Pale Blue Dot: 2013 Book #27



4 of 5 stars

After reading this book, it made me wish for trillions of dollars in wealth so I could sink it into a space program.

The strength of this book is how Sagan takes the cold, unforgiving world of space, a place that for all the money we could likely sink into it, will probably not yield (at least in our lifetimes), proof of other life, other habitable worlds, etc. But that’s not the point of the book – the point of the book is possibilities. Of making science fiction real. Because when he talks about how billions of years from now, after our civilization has ended, the Voyager spacecrafts will still be floating out in the Milky Way with a golden record of human life, or when he talks about the chills he gets when he thinks how the SETI program has yielded strong anomolous radio signals, all originating from the direction of stars in the Milky Way, you can’t help but want to get caught up in his passion for the universe and fire up the rockets.

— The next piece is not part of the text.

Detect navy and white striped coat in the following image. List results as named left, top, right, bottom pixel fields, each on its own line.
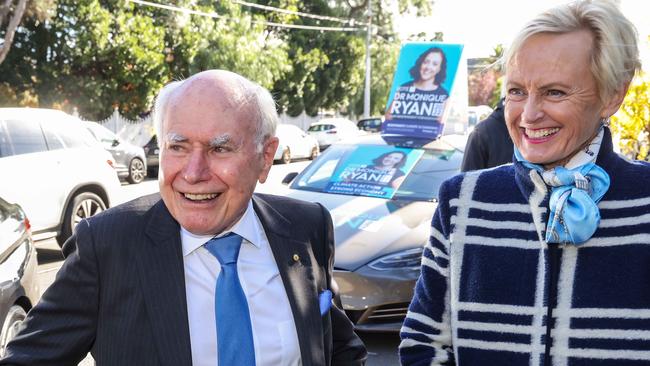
left=399, top=130, right=650, bottom=366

He spends a considerable amount of time talking about our own solar system and exploring the ins and outs of the planets that traverse the night sky but still seem so far out of reach. He also spends considerable time talking about near Earth asteroids, something I wasn’t completely aware of existing before this book. He posits them as potential halfway points between our the Moon (which is old hat by now) and a mission to Mars. Less time is spent on the worlds and stars beyond, but that’s O.K., at the time this book was written less was likely known.

I gave this book 4 stars because some of the information did feel repetitive. While he talks about the planets from all sorts of different angles, at points it feels like he’s rehashing the same data or discovery, albeit in a different and novel way. The other thing I didn’t like is his obvious bias towards the disparity in military vs. science spending. While I completely agree with him, and would love to take even 5% of the defense budget to put towards space exploration, he mentions it at least a half dozen times. It left a small, almost imperceptible bad taste in the bad of my mouth, if only because it feels so out of character for this wonderful book.